America’s Founders would be appalled at the way their federal successors are riding roughshod over individual liberties, contemplating even more tax increases and intruding further into private enterprise.
Who among them could have imagined federal appointees calling the shots at banks and manufacturers, a budget deficit topping $1.7 trillion and an army of federal auditors descending on nearly every community in America to rifle through the drawers of anyone using stimulus dollars? Who today thinks that Congress and the Obama administration’s big-government plans are the best choice for our personal health care decisions?
In this era of unprecedented, unfettered government expansion, those of us in “flyover country” have little recourse other than exercising our First Amendment rights by speaking up. That spirit is the guiding force behind the “tea parties” that have sprung up all over America on tax day and on Independence Day, as well as the growing passion for state sovereignty.
That spirit led me to stand with a bipartisan group of Texas legislators earlier this year to support a resolution honoring the 10th Amendment to the U.S. Constitution. The resolution simply restated the Constitution’s principle of federalism: Powers not granted to the national government nor prohibited to the states are reserved to the states or the people.
Given its traditional passion for the Bill of Rights, I was surprised at the left’s angry reaction when we called to affirm its vital 10th Amendment. Since its founding, our nation and its citizens have been well-served by the principles of federalism, including the premise found on Page 123 of the Federalist Papers: “The State governments will, in all possible contingencies, afford complete security against invasions of the public liberty by the national authority.”
Washington’s current fiscal excesses and unprecedented expansion have placed the protections and powers embodied in the 10th Amendment at risk.
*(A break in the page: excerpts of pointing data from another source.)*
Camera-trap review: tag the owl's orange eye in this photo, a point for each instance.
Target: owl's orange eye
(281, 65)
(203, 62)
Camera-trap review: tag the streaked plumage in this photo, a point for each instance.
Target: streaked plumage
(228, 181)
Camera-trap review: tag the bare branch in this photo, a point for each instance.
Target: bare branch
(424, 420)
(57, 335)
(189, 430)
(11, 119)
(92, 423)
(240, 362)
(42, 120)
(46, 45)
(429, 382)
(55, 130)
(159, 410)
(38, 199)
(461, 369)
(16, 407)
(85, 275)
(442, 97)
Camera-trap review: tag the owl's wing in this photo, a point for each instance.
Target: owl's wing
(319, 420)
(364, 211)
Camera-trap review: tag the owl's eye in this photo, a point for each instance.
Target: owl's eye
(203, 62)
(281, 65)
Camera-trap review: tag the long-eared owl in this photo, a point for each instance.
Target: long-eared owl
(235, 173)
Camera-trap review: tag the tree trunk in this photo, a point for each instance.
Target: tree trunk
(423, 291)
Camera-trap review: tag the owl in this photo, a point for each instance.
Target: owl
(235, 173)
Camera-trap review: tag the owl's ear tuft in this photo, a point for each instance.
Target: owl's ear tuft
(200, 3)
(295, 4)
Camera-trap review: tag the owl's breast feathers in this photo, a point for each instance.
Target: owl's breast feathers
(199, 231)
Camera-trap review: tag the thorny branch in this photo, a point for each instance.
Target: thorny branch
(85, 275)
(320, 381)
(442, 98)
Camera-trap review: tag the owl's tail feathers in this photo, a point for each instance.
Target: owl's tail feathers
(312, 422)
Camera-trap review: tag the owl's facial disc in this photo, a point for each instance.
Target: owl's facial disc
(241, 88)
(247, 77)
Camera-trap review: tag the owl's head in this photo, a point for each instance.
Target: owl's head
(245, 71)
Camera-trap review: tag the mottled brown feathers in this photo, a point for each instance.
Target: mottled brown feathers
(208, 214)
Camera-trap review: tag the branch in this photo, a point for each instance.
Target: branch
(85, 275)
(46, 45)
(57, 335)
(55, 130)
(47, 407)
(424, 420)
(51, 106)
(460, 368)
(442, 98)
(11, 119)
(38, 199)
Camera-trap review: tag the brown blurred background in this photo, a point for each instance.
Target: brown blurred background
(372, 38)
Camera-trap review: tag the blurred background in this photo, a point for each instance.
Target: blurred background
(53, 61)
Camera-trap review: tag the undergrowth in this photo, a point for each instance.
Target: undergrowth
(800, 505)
As the federal government expands before our very eyes, those of us who value freedom are simply sounding the alarm with every means available. We cannot remain silent while the powers-that-be in Washington methodically dismantle the system that has allowed Americans to determine their own destiny, compete on their own merits and enjoy the fruits of their labors.
I sincerely hope that our nation’s durable principles prevail and keep our states and local communities from becoming mere functionaries of a bloated federal government. Together, citizens across the nation - regardless of political party - can remind this administration and Congress that the Framers of the Constitution deliberately limited the powers of the federal government.